The airplane industry needs its iPhone
Reading airplane industry news these days reminds me a lot of the smartphone business before Apple stunned everyone with the iPhone in 2007.
That is: A few companies getting by with minor updates to their products, letting a few big customers dictate their roadmap, without any major breakthroughs.
If you want to get a feel for it, check out this article by Jon Ostrower for FlightBlogger. Basically, Boeing is trying to figure out how to evolve its best-selling 737 plane, and the options are not particularly inspiring:
There are two teams vying for the endorsement of Boeing’s top leadership. One advocating for an all-new aircraft delivering 20% improvement in fuel burn and a 10% or greater improvement in cash operating costs. The other, working to further evolve the 737 with a new engine and a host of other improvements to yield a 10-15% improvement in fuel burn, without requiring massive engineering changes to today’s aircraft.
Reading this reminds me of the types of changes Palm and Nokia were making to their smartphones in 2006: A 20% improvement in thickness or a 10% decrease in wholesale price, without any sort of revolution.
And the way Boeing and Airbus seem to work, it sounds like they’re going to make their design decisions just to make the big airlines happy — the way RIM and Motorola may have done things just to keep AT&T and Verizon happy — without really thinking about what’s next.
In mobile phones, it took Apple’s iPhone in 2007 to really flip the industry upside down. As an avid airplane observer and flier, that’s the kind of thing I’d love to see happen to the plane industry — whether it’s by Boeing, Airbus, or someone out of left field.

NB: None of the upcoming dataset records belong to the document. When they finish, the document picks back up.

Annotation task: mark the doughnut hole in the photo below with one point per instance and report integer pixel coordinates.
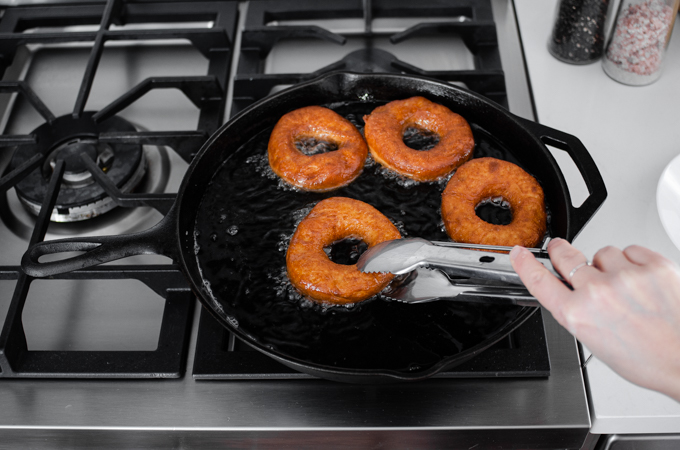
(346, 251)
(496, 211)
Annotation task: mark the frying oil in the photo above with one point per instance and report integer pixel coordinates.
(246, 270)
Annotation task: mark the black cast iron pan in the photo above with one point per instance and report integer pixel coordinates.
(230, 224)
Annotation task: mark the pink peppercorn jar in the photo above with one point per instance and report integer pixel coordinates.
(637, 44)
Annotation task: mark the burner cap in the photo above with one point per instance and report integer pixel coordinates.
(66, 138)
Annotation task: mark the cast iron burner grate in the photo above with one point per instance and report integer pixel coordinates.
(207, 93)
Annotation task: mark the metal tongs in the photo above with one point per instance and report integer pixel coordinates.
(432, 271)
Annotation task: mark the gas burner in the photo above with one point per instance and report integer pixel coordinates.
(71, 139)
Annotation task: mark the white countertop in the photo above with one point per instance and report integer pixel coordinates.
(632, 133)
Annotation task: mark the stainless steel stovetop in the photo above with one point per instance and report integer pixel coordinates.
(113, 314)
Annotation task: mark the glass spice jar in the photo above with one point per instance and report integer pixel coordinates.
(637, 45)
(579, 30)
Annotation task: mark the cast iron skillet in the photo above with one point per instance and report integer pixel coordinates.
(229, 226)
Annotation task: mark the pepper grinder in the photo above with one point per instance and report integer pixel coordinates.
(637, 45)
(578, 33)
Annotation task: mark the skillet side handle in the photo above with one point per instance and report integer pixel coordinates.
(586, 165)
(158, 240)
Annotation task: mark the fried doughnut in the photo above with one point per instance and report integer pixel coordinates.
(321, 171)
(331, 220)
(483, 179)
(385, 128)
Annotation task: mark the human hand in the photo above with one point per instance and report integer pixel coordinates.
(625, 307)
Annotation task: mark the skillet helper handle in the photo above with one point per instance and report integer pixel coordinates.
(586, 166)
(159, 240)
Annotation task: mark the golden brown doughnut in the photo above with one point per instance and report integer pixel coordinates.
(385, 128)
(487, 178)
(323, 171)
(331, 220)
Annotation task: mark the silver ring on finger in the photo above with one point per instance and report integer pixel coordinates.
(575, 269)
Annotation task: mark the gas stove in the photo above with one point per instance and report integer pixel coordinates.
(103, 107)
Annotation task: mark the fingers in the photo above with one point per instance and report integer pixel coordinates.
(550, 291)
(570, 262)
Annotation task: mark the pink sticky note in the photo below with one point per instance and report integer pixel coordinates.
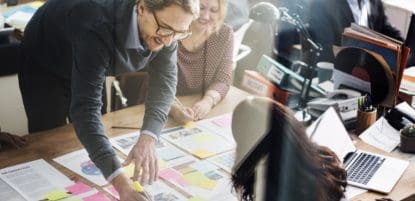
(172, 175)
(224, 122)
(78, 188)
(97, 197)
(113, 192)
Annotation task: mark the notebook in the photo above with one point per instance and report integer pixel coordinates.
(364, 169)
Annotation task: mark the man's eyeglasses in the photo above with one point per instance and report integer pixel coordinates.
(165, 32)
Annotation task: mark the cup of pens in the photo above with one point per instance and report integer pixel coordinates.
(366, 114)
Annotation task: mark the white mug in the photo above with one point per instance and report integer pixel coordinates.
(324, 71)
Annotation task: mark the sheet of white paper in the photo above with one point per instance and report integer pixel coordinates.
(226, 161)
(169, 154)
(125, 143)
(79, 162)
(33, 180)
(198, 141)
(329, 131)
(352, 192)
(19, 19)
(8, 193)
(381, 135)
(404, 107)
(220, 125)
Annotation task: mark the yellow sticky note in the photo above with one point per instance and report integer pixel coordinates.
(138, 187)
(57, 195)
(129, 170)
(162, 164)
(36, 4)
(210, 185)
(203, 137)
(197, 198)
(195, 178)
(189, 124)
(202, 153)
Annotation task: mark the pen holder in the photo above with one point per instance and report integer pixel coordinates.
(365, 120)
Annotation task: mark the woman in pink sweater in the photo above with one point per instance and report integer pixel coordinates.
(204, 62)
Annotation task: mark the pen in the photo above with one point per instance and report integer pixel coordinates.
(137, 187)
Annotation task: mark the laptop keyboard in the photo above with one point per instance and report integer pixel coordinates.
(363, 168)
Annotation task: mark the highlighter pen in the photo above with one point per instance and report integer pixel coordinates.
(137, 187)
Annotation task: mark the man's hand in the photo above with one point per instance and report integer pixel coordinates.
(145, 158)
(124, 187)
(201, 108)
(182, 114)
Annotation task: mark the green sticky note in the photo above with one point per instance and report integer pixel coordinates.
(57, 195)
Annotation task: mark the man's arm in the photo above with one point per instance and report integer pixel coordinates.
(91, 53)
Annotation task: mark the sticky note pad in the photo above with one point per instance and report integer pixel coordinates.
(224, 122)
(203, 137)
(162, 163)
(129, 170)
(197, 198)
(78, 188)
(57, 195)
(137, 187)
(209, 185)
(97, 197)
(189, 124)
(202, 153)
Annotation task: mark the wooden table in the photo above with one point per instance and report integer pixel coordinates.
(56, 142)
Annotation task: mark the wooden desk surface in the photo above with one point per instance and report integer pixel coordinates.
(56, 142)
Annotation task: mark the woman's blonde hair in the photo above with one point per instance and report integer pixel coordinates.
(190, 6)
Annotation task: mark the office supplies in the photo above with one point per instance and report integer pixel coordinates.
(80, 163)
(199, 141)
(126, 127)
(284, 78)
(364, 169)
(381, 135)
(40, 176)
(137, 186)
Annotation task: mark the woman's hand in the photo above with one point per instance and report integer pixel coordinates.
(182, 114)
(202, 107)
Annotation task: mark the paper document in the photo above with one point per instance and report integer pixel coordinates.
(220, 125)
(159, 191)
(381, 135)
(322, 132)
(79, 162)
(168, 155)
(198, 178)
(226, 161)
(34, 180)
(8, 193)
(199, 141)
(352, 192)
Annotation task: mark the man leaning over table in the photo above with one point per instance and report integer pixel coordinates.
(68, 49)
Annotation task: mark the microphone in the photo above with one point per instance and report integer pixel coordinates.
(264, 12)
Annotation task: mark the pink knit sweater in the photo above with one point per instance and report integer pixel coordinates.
(212, 63)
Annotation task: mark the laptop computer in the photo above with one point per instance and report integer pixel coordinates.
(364, 169)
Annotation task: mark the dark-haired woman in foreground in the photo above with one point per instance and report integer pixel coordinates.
(277, 161)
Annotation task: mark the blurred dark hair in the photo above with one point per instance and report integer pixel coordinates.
(297, 169)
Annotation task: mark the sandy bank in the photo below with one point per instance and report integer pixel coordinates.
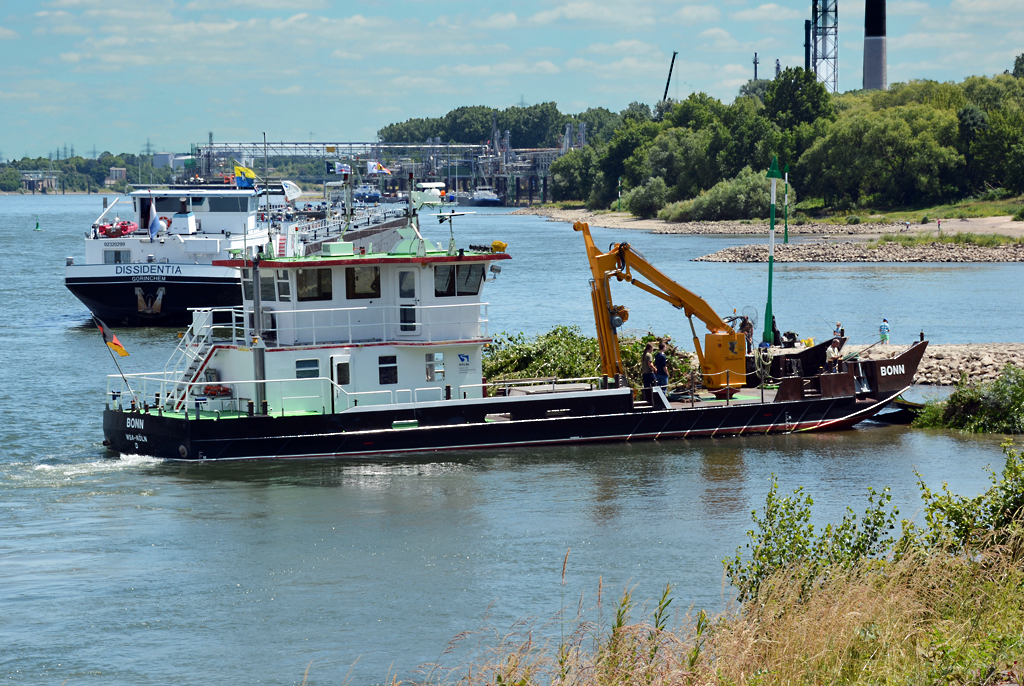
(860, 252)
(943, 365)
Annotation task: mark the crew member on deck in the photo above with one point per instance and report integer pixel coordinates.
(833, 356)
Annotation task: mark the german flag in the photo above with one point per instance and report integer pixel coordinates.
(109, 338)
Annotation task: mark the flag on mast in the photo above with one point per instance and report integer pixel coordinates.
(109, 338)
(155, 225)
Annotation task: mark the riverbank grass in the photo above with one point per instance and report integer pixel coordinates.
(846, 604)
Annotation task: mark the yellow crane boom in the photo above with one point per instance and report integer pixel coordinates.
(723, 357)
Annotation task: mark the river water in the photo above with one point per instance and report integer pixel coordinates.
(131, 570)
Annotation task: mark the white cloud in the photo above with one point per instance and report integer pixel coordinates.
(498, 22)
(623, 47)
(589, 12)
(506, 69)
(768, 12)
(695, 13)
(907, 8)
(214, 5)
(288, 90)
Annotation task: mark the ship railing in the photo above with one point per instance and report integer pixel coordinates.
(156, 392)
(381, 324)
(551, 384)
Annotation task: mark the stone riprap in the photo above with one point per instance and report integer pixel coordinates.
(943, 365)
(862, 252)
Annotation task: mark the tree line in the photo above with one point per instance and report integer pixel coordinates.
(916, 143)
(79, 174)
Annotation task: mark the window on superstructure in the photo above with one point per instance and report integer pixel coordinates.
(168, 205)
(456, 281)
(284, 288)
(387, 370)
(117, 256)
(306, 369)
(363, 283)
(343, 374)
(468, 277)
(435, 366)
(313, 285)
(266, 291)
(229, 204)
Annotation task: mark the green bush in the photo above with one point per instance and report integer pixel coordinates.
(648, 199)
(744, 197)
(996, 406)
(564, 352)
(10, 179)
(784, 539)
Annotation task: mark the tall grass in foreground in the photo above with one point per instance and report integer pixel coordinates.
(944, 606)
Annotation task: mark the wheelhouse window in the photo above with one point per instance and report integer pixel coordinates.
(266, 291)
(435, 366)
(363, 283)
(117, 256)
(284, 287)
(388, 370)
(451, 280)
(306, 369)
(343, 375)
(228, 204)
(313, 285)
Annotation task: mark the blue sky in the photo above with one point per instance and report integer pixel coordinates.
(114, 73)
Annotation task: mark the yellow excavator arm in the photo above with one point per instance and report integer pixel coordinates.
(723, 359)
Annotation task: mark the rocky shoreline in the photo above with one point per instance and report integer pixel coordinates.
(943, 365)
(752, 226)
(760, 226)
(861, 252)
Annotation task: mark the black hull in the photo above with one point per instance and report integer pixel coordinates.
(343, 436)
(118, 302)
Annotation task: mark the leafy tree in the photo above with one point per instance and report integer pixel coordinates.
(941, 95)
(755, 88)
(664, 108)
(637, 112)
(645, 201)
(601, 123)
(697, 111)
(10, 179)
(631, 136)
(797, 97)
(572, 174)
(972, 122)
(903, 155)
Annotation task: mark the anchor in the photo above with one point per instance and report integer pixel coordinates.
(150, 304)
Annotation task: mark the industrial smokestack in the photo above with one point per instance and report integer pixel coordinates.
(875, 45)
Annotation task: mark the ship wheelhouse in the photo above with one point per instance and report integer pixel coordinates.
(350, 329)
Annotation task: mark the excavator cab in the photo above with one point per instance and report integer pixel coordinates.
(723, 359)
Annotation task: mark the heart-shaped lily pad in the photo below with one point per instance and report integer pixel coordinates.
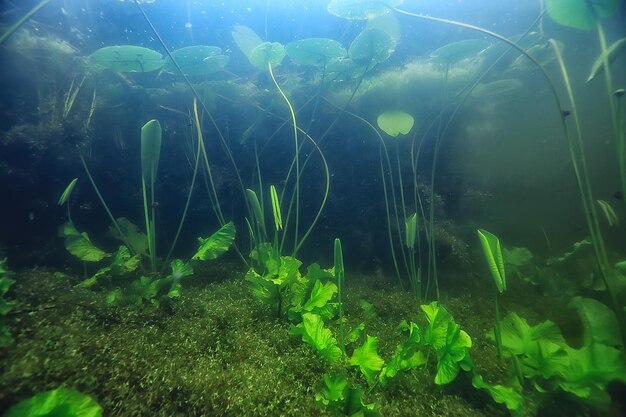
(395, 122)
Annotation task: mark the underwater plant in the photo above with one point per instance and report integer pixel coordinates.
(58, 402)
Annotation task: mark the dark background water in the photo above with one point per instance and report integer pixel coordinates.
(515, 187)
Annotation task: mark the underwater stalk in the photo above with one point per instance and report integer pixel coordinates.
(297, 159)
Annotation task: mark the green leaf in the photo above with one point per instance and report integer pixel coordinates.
(580, 14)
(451, 356)
(216, 244)
(246, 39)
(394, 123)
(181, 269)
(361, 9)
(331, 389)
(128, 58)
(79, 244)
(314, 51)
(612, 52)
(267, 53)
(67, 192)
(590, 370)
(493, 255)
(56, 403)
(512, 399)
(367, 359)
(313, 332)
(135, 238)
(150, 149)
(197, 60)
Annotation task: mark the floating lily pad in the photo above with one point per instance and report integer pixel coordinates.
(315, 51)
(197, 60)
(128, 58)
(361, 9)
(371, 46)
(395, 122)
(267, 53)
(580, 14)
(246, 39)
(457, 51)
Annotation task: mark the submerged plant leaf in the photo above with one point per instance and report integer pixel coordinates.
(361, 9)
(458, 51)
(612, 52)
(267, 53)
(196, 60)
(395, 122)
(313, 332)
(216, 244)
(493, 255)
(246, 39)
(55, 403)
(314, 51)
(367, 359)
(79, 244)
(136, 239)
(128, 58)
(67, 192)
(580, 14)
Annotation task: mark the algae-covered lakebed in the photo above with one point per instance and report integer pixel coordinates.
(218, 351)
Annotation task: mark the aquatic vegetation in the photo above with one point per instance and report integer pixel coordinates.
(57, 402)
(5, 305)
(395, 122)
(127, 58)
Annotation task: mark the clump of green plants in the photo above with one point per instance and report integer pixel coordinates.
(5, 305)
(545, 363)
(55, 403)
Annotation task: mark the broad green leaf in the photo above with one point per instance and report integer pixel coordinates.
(438, 318)
(216, 244)
(79, 244)
(181, 269)
(367, 359)
(512, 399)
(493, 255)
(361, 9)
(313, 332)
(455, 52)
(67, 192)
(150, 149)
(136, 239)
(60, 402)
(332, 388)
(591, 369)
(321, 294)
(246, 39)
(449, 358)
(395, 122)
(128, 58)
(314, 51)
(372, 46)
(580, 14)
(267, 53)
(612, 52)
(196, 60)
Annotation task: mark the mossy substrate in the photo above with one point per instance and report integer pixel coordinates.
(217, 352)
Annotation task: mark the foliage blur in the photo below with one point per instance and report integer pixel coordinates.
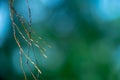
(84, 35)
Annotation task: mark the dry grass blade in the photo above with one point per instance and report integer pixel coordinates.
(26, 35)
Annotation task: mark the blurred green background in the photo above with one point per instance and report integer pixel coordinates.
(84, 35)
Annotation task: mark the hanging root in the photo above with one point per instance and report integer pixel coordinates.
(26, 34)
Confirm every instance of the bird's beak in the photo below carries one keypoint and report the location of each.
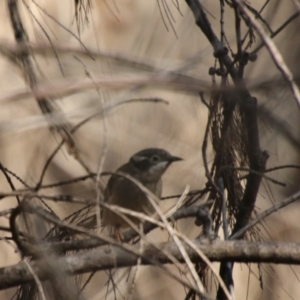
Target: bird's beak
(174, 158)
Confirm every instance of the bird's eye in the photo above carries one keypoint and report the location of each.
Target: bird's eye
(155, 158)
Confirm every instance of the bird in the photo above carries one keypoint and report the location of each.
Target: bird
(147, 167)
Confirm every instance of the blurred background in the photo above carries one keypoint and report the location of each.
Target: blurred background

Now, the smartphone-airplane analogy eventually falls apart, of course. A lot of the things that could be improved in commercial flying have to do with crummy airlines and lousy service, which the plane makers aren’t really responsible for. Software issues, if you will. So maybe the real breakthrough isn’t a new 737, but a different theory in flying — personal jets, or Air Google, or something crazy.
But it would be really exciting to see an iPhone-like breakthrough in airliners. It’s the kind of thing that the industry really seems to need.